Годовщина ее почти смерти — это также и напоминание о ребенке, которого она потеряла. Независимо от обстоятельств.
— Ты когда-нибудь посещала психотерапевта?
— Да. Похоже мне понадобилось гораздо больше времени на лечение, чем любому другому человеку.
Она была близка к смерти. Смерть брата. Потеря ребенка. Слишком много для одного человека. Как она смогла выкарабкаться? Остаться такой живой? Такой…невероятной?
— Вот как в моей жизни появилась кулинария. Мой врач посоветовал мне попробовать что-то конструктивное. Порой я думаю, что это единственная причина, почему я не сошла с ума, — Аделин делает глубокий вдох и медленно выдыхает. — Знаешь что? Это не для первого свидания.
Я улыбаюсь. Она права, я не хочу, чтобы она грустила сегодня.
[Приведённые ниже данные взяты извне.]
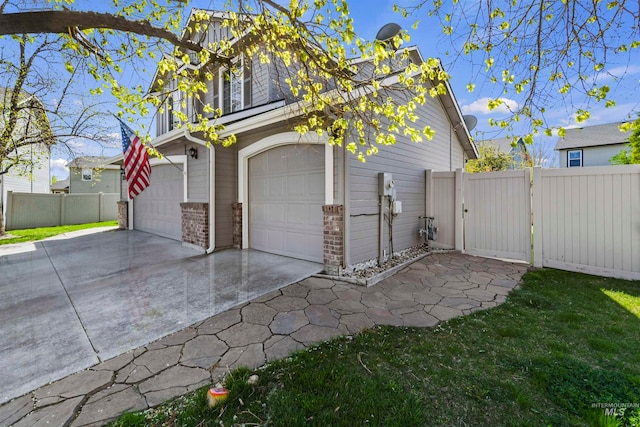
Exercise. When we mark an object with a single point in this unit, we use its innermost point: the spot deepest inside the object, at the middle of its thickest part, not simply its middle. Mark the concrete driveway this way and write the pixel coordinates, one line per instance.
(67, 304)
— Как думаешь, тесто готово?
— Надеюсь, потому что я голодна, — она встает и тянется к моей руке. — Давай пиццерианин, сделаем пиццу.
***
Твою мать.
Я в баре для трансвеститов. Мне не избежать подколов, если Тэп и Портер узнают об этом.
Высокая, фигуристая блондинка по имени Пусси Галор рассказывает о себе, как о хозяине…хозяйке вечера. На ней платье, полностью усыпанное блестками, парик, косметика. И огромные сиськи.
— Что с грудью?
Аделин наклоняет голову и поднимает брови.
— Кто-то заинтересовался?
— Нет, простое любопытство.
— Во-первых, она искусственная, ее передают от одного к другому. Некоторые принимают женские гормоны. Некоторые прошли через смену пола и сделали силиконовую грудь. Ну а есть просто люди, которые ничего не делают, кроме блеска и блесток.
— Те, что без «сисек», набивают лифчик поролоном?
— Ну, да, но не как девушки в пубертатный период. Без носков и ткани. Большинству приходится покупать тоже самое, что и женщинам с мастэктомией.
Я этого не понимаю. Мысль о том, что мужчины одеваются, как женщины, слишком дикая для моего ума. Не хочу быть таким или выглядеть как они. Мне и так комфортно.
Но думаю, можно сказать то же самое и о тех людях. Возможно у большинства из них нет желания ездить на мотоцикле или колотить грушу кулаками. Или вколачивать свои члены в тугую, влажную киску.
А может, они и так все это делают. Я не знаю. Меня это не волнует. Я здесь только потому, что Аделин попросила меня.
Пусси Галор объявляет группу из пяти человек.
— Черт. Они так быстро двигаются на этих трахни-меня шпильках.
— Я ношу каблуки с пятнадцати лет, но нет никаких вариантов, что я смогу повторить это не вывихнув лодыжки.
Группа танцует под песню “It’s Raining Men”.
— Первый номер всегда групповой, — на сцене выступает и афроамериканец.
— Это Морисон?
— Нет. Он наверняка в раздевалке наносит последние штрихи в своем макияже.
— Что он ответил, когда ты сказала ему, что приведешь меня?
— Я не сказала ему. Я хотела, чтобы это был сюрприз.